Nothing succeeds like success, but don't sell failure short.

That's the sunny-side-up view of life that appears to be busting out all over the big-thinking world of the business and economics press these days.

Bookstores, for example, offer new fail-friendly titles that all but invite you to fail. There's Failing Forward: Turning Mistakes into Stepping Stones for Success, by John C. Maxwell, Fail Better, by Herter Studio, and Fail Up: 20 Lessons on Building Success from Failure, by talk show host Tavis Smiley. I have yet to find a book titled "Fail Down," but I would not rule it out.

The Harvard Business Review, normally a road map to the success track, recently devoted a special "failure issue" to articles with titles like "I Think of My Failures as a Gift" and "Managing Yourself: Can You Handle Failure?"

"Failure chic" is what commentator Rob Walker on public radio's "Marketplace" business program calls America's suddenly fashionable fascination with failure. Don't make too much of it, he warns. After all, sometimes a failure is just a failure. Failure can indeed lead to innovation, Walker suggests, but failure mostly is best avoided.

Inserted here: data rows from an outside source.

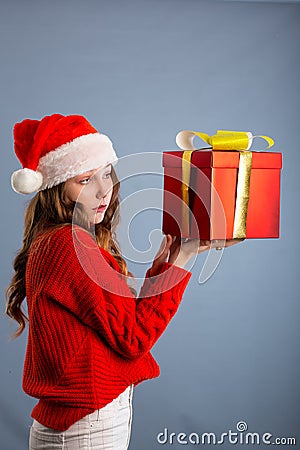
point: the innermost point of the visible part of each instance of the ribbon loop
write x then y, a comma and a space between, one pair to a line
222, 140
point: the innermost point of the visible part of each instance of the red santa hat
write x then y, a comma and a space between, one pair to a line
56, 148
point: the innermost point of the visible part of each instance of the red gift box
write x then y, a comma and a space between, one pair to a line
212, 193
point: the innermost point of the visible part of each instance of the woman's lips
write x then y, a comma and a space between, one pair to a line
100, 208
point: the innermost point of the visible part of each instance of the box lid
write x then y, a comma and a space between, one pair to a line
226, 159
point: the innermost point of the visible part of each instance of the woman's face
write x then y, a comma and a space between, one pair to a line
92, 189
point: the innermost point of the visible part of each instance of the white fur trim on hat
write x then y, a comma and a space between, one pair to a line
84, 153
26, 181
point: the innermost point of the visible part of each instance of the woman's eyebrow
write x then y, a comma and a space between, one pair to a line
94, 170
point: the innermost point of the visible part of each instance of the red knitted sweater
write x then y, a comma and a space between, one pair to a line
89, 337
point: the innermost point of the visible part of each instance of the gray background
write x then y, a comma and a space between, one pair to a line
141, 71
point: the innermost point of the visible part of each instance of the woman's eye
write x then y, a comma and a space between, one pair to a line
85, 179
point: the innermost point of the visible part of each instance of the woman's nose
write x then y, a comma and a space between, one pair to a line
102, 189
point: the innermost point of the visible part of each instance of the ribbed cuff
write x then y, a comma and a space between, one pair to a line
170, 277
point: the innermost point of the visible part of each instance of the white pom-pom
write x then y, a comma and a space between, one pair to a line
26, 181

That's true, but in these times of bankruptcies, lay-offs, downsizing, offshoring and foreclosures, our failures have a lot to teach us about how we can pick ourselves up and ultimately succeed. That's the message in a groundbreaking "failure chic" books, "Adapt: Why Success Always Starts with Failure," by Tim Harford, a Financial Times columnist.

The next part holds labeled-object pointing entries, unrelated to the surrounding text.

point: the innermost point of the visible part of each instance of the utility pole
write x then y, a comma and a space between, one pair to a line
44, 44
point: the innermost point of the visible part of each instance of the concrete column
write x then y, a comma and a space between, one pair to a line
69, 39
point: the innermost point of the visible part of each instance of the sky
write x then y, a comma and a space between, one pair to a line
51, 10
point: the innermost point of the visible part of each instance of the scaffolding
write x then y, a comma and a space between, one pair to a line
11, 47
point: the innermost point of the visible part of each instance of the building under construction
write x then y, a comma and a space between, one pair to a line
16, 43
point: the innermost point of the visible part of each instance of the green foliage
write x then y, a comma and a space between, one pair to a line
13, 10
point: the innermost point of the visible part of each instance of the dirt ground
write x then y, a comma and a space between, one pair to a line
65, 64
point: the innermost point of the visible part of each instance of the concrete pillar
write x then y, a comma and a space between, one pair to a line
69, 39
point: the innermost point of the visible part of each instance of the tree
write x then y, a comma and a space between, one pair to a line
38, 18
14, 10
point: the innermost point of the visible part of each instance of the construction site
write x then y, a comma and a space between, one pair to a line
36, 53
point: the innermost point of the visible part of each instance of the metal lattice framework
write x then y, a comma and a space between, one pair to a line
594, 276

Harford, best known for his earlier big-seller The Undercover Economist, thinks big. Wars, poverty, innovation, climate change, the global financial crises and other big challenges have become too unpredictable for ready-made solutions and expert opinions, he argues. Instead, we must adapt. Most successful enterprises, he argues, are built through trial and error baby steps, not big planning, he says. We must not be afraid to improvise and take risks.

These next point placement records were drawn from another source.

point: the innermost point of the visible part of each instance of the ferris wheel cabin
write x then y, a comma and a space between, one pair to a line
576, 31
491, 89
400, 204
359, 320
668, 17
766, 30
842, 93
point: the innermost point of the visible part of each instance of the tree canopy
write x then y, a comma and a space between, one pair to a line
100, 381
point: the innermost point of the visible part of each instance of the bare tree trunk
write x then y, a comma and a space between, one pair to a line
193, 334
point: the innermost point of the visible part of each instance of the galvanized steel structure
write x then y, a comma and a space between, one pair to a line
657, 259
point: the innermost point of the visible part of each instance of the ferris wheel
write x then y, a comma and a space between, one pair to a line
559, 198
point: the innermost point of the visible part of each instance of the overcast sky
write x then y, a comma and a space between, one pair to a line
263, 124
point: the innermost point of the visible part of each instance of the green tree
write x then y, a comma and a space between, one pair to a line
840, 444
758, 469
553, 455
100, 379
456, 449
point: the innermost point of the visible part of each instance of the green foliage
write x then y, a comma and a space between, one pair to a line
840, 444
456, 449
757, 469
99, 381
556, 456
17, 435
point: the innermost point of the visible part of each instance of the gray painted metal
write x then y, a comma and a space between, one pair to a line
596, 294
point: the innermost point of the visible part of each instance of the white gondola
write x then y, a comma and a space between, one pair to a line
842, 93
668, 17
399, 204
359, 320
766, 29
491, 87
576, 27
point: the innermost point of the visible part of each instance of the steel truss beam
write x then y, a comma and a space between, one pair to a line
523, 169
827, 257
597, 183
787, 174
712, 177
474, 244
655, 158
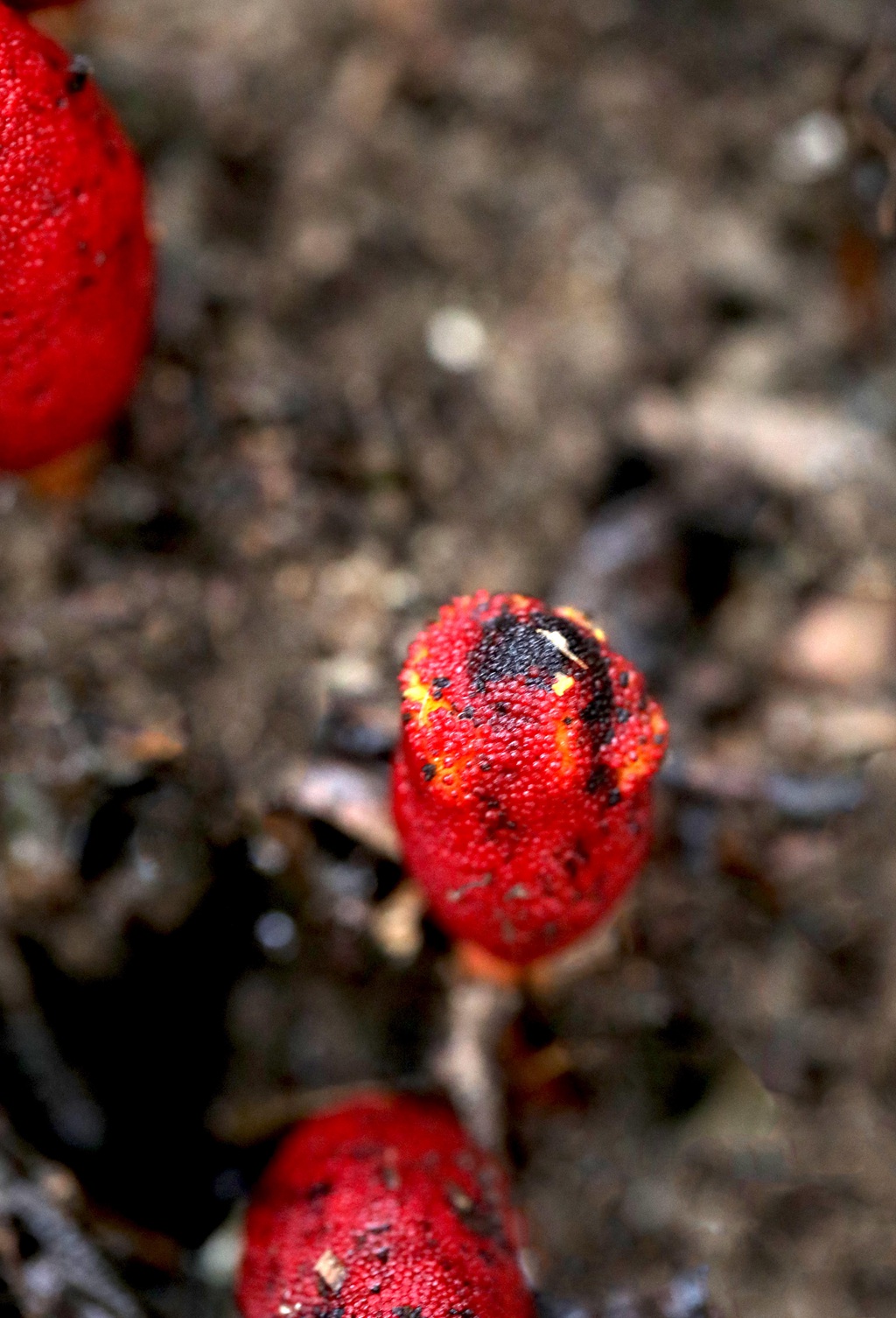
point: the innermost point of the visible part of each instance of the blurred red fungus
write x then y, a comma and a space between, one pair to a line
522, 778
75, 263
381, 1209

That, in a nutshell, expresses the basic "atta-boy"/ "atta-girl" pep-talk message of the "failure chic" books that I've seen. If I have saved you the trouble of buying and reading them all, you're welcome.

Frankly, the best expression of the winning-after-losing message that I've heard this year came from a guy who has high credibility on the subject of crushing setbacks: Conan O'Brien.

He famously achieved the dream of a comedian's lifetime dream when he was named host of "The Tonight Show" -- until Jay Leno decided to take the job back. O'Brien wound up hosting a new late-night show on TBS. In a hilarious, yet also poignant commencement speech at Dartmouth that has become a YouTube sensation, O'Brien speaks well of the lessons that the experience taught him.

"In 2000, I told graduates (at Harvard) don't be afraid to fail," Conan tells the grads. "Well, now I'm here to tell you that while you should not fear failure, you should do your very best to avoid it."

He also warned parents: "You will spend more money framing your child's diploma than they will earn in the next six months."

But in the end he waxes serious long enough to talk about the lessons he learned the hard way by failing to hang onto his lifelong dream of hosting "The Tonight Show" after he achieved it. As miserable as he felt, cast out into the wilderness of unemployment and "mid-priced chardonnay," it turned out to be "the most satisfying year of my life," he said.

He tried out new ideas and reinvented himself in ways that were more rewarding than he ever expected. "There are few things more liberating in this life," he said, "than having your worst fear realized."

In the end he learned that "it is our failure to become our perceived ideal that ultimately defines us and makes us unique," he says. "It's not easy. But if you accept your misfortune and handle it right, your perceived failure can be a catalyst for your profound reinvention."

True enough. Of course, it pains me to mention that Conan's move to TBS bumped George Lopez's talk show back to a later hour, unfortunately duplicating the situation that caused O'Brien to leave NBC. That's show biz.

But if Lopez is looking for a good book on how to recover from setbacks, I have several suggestions.